Lack of desmin results in abortive muscle regeneration and modifications in synaptic structure

Desmin, a muscle-specific intermediate filament protein, is expressed in all muscle tissues. Its absence leads to a multisystemic disorder involving cardiac, skeletal, and smooth muscles. In skeletal muscle, structural abnormalities include lack of alignment of myofibrils, Z disk streaming, and focal muscle degeneration. In this study, we have examined the consequences of an absence of desmin on the mechanisms of regeneration and the integrity of the neuromuscular junction. The muscles of desmin knock-out and wild-type mice were made to regenerate by injecting cardiotoxin and were examined 7 to 42 days following the injection.

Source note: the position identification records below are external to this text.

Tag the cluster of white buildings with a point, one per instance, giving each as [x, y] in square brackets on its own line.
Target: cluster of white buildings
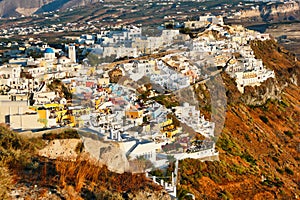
[229, 46]
[116, 111]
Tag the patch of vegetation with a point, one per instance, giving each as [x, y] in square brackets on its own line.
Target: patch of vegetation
[288, 133]
[224, 194]
[249, 158]
[289, 171]
[167, 100]
[229, 145]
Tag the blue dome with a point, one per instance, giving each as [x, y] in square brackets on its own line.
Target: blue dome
[49, 50]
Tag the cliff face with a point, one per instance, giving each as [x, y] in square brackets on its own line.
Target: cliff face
[259, 144]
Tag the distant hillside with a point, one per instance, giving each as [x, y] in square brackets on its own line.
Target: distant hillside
[9, 8]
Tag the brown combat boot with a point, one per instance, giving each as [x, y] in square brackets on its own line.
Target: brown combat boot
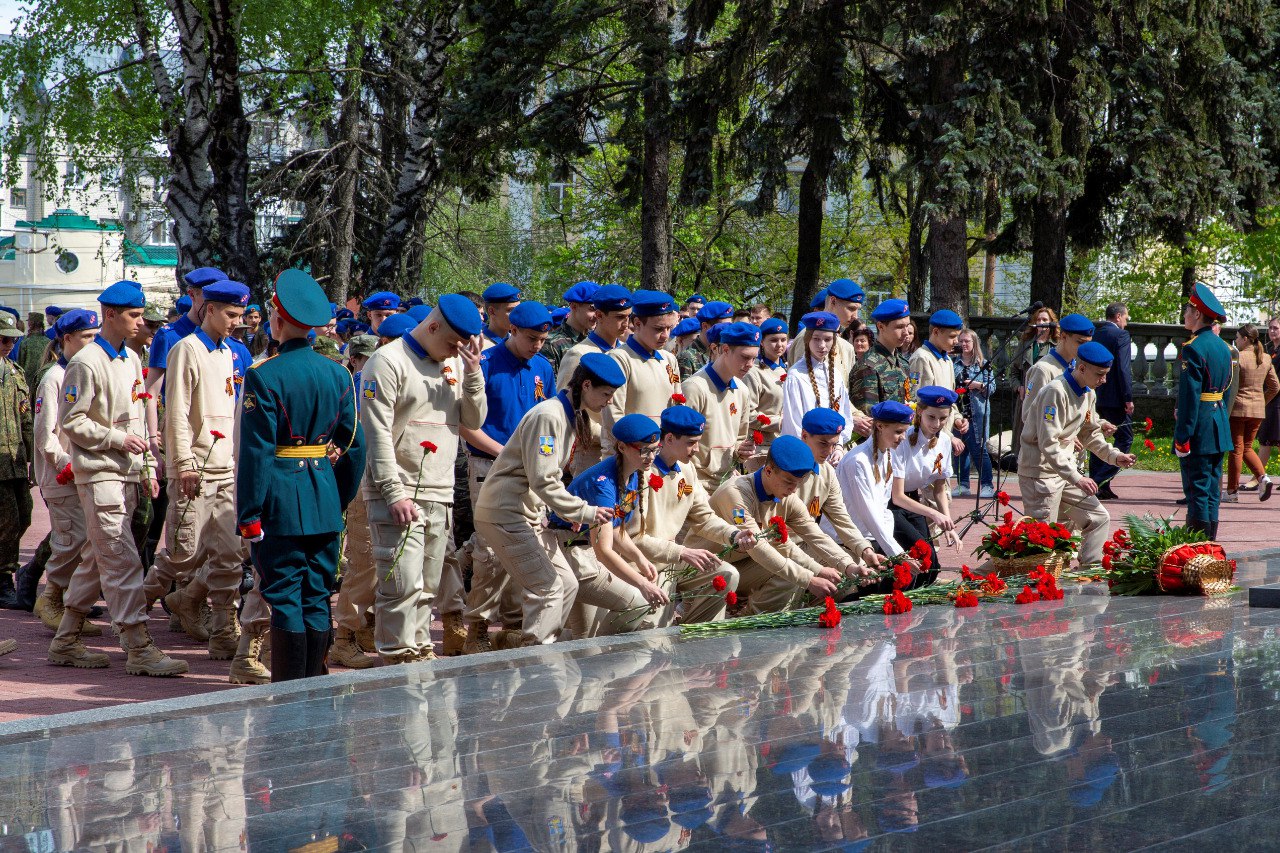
[247, 665]
[145, 658]
[67, 648]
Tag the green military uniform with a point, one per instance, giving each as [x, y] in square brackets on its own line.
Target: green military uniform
[880, 377]
[1202, 429]
[289, 498]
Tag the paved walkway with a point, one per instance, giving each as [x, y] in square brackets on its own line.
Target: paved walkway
[30, 687]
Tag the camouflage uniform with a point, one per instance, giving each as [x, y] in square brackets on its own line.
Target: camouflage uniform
[693, 359]
[878, 377]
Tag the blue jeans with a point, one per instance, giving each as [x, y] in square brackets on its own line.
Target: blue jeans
[976, 452]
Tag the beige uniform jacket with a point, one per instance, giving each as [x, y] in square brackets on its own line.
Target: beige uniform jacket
[407, 397]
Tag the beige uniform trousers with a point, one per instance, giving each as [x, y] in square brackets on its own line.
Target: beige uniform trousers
[113, 564]
[407, 584]
[535, 562]
[1050, 498]
[360, 579]
[68, 539]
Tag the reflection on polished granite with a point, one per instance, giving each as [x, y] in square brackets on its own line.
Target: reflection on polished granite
[1089, 724]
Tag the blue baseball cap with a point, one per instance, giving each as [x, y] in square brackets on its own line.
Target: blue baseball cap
[461, 314]
[531, 315]
[682, 420]
[891, 310]
[501, 292]
[791, 455]
[1095, 354]
[1077, 324]
[603, 369]
[822, 422]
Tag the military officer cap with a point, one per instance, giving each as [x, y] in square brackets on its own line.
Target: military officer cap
[225, 291]
[848, 290]
[1202, 300]
[739, 334]
[361, 345]
[635, 429]
[688, 325]
[76, 320]
[892, 413]
[611, 297]
[202, 276]
[682, 420]
[822, 422]
[122, 295]
[773, 325]
[946, 319]
[1095, 354]
[713, 311]
[936, 396]
[581, 292]
[652, 304]
[891, 310]
[461, 314]
[382, 301]
[1077, 324]
[531, 315]
[603, 369]
[791, 455]
[821, 322]
[501, 292]
[396, 325]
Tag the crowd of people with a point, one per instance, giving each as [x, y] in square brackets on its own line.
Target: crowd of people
[526, 473]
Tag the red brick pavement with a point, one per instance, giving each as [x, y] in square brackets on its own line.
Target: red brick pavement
[30, 687]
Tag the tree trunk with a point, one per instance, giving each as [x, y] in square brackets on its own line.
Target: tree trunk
[656, 190]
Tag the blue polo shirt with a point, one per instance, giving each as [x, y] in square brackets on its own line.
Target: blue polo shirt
[512, 388]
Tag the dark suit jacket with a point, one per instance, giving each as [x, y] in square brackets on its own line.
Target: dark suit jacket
[1119, 387]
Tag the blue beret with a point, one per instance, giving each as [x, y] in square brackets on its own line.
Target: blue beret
[531, 315]
[382, 301]
[714, 311]
[581, 292]
[739, 334]
[302, 299]
[1202, 300]
[682, 420]
[846, 288]
[76, 320]
[822, 422]
[225, 291]
[501, 292]
[891, 310]
[936, 396]
[396, 325]
[461, 314]
[202, 276]
[946, 319]
[1095, 354]
[634, 429]
[892, 413]
[1077, 324]
[791, 455]
[821, 322]
[122, 295]
[688, 325]
[652, 304]
[603, 369]
[611, 297]
[773, 325]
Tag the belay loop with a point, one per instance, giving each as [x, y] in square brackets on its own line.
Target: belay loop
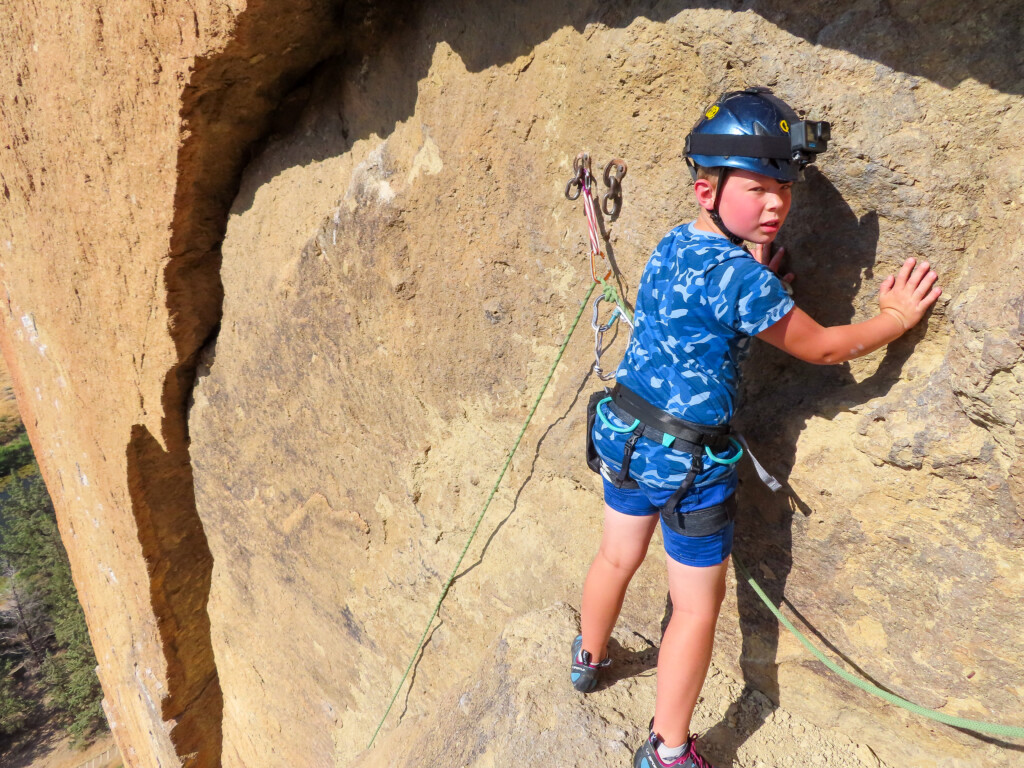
[600, 330]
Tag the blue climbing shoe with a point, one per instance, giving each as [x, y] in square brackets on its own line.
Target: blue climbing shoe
[646, 756]
[584, 672]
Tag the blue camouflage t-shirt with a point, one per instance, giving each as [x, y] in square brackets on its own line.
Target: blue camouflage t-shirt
[700, 299]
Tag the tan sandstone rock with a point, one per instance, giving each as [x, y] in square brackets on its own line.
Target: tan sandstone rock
[380, 297]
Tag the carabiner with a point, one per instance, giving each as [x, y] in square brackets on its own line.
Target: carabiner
[614, 172]
[574, 181]
[600, 330]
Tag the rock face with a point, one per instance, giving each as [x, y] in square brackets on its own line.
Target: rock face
[269, 404]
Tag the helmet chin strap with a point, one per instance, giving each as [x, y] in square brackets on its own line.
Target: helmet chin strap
[715, 216]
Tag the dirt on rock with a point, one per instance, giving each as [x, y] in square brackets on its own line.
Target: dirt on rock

The absence of desmin resulted in a delayed and modified regeneration and an accumulation of adipocytes. This was associated with a persistence of small diameter muscle fibers containing both N-CAM and developmental myosin isoforms. The amount of the slow myosin was increased, whereas there was a decrease in the fast isoform in the regenerated muscles of desmin knock-out mice. Both regeneration and aging led to the appearance of elongated neuromuscular junctions with diffuse acetylcholinesterase staining and a decrease in the overall acetylcholinesterase activity in the muscles of these mice. The neuromuscular junctions were markedly disorganised and in some cases postjunctional folds were absent. We conclude that desmin is essential for terminal muscle regeneration, maturation of muscle fibers, and maintaining the complex folded structure of the postsynaptic apparatus of the neuromuscular junctions.

The torpedo electrocyte: a model system to study membrane-cytoskeleton interactions at the postsynaptic membrane

Many aspects of the organization of the electromotor synapse of electric fish resemble the nerve-muscle junction. In particular, the postsynaptic membrane in both systems share most of their proteins. As a remarquable source of cholinergic synapses, the Torpedo electrocyte model has served to identify the most important components involved in synaptic transmission such as the nicotinic acetylcholine receptor and the enzyme acetylcholinesterase, as well as proteins associated with the subsynaptic cytoskeleton and the extracellular matrix involved in the assembly of the postsynaptic membrane, namely the 43-kDa protein-rapsyn, the dystrophin/utrophin complex, agrin, and others. This review encompasses some representative experiments that helped to clarify essential aspects of the supramolecular organization and assembly of the postsynaptic apparatus of cholinergic synapses.

Integration of intermediate filaments into cellular organelles

The intermediate filaments represent core components of the cytoskeleton and are known to interact with several membranous organelles. Classic examples of this are the attachment of keratin filaments to the desmosomes and the association of the lamin filament meshwork with the inner nuclear membrane. At this point, the molecular mechanisms by which the filaments link to membranes are not clearly understood. However, since a substantial body of information has been amassed, the time is now ripe for comparing notes and formulating working hypotheses. With this objective in mind, we review here pioneering studies on this subject, together with work that has appeared more recently in the literature.